Space comes at a premium in college essays. In just a few hundred words at most, you have to sketch a narrative, demonstrate your personal growth, and give a sense of your personality–all to someone who only has a stack of your application papers as context. That’s why it’s natural for each essay to require more than a few drafts. It takes time to hone structure, detail, and voice to a high degree of polish.
This article is a guide to adding setting details, timestamps, and examples that help the reader understand your experiences beyond the surface level.

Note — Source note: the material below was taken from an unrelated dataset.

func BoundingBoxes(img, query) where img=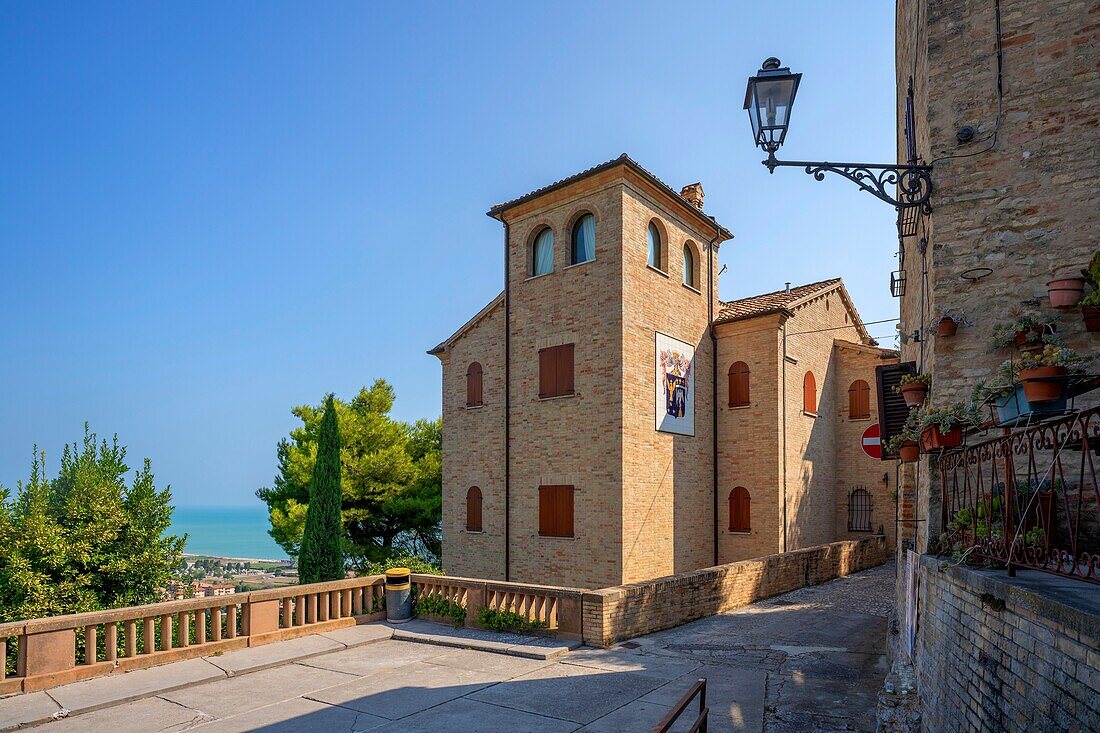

Setting the Scene with Details
Remember that the reader doesn’t have the same knowledge you have, so it’s important to ground them in the story you’re telling. You don’t necessarily need to describe every crack on the ceiling in the food bank you were volunteering in, but you might provide a concise description of the building, explain briefly what your task was, and give some samples of dialogue from the volunteers around you. Try to make the reader feel like they were right there in the moment with you by conveying the sights and sounds or even the smells, tastes, and textures around you.
Setting details can be helpful to include at the beginning of an essay, especially if it’s an essay that’s centered around a single event. If your essay centers around the after-school poetry workshops you lead, for example, here are some examples of things you might describe:
- The activity room you teach in
- The supply closet you retrieve supplies from
- The expressions and body language of your students
- Background noise and excerpts of student conversation
It may be helpful to make a list of the physical locations that your story mentions to help you decide which settings deserve the most space.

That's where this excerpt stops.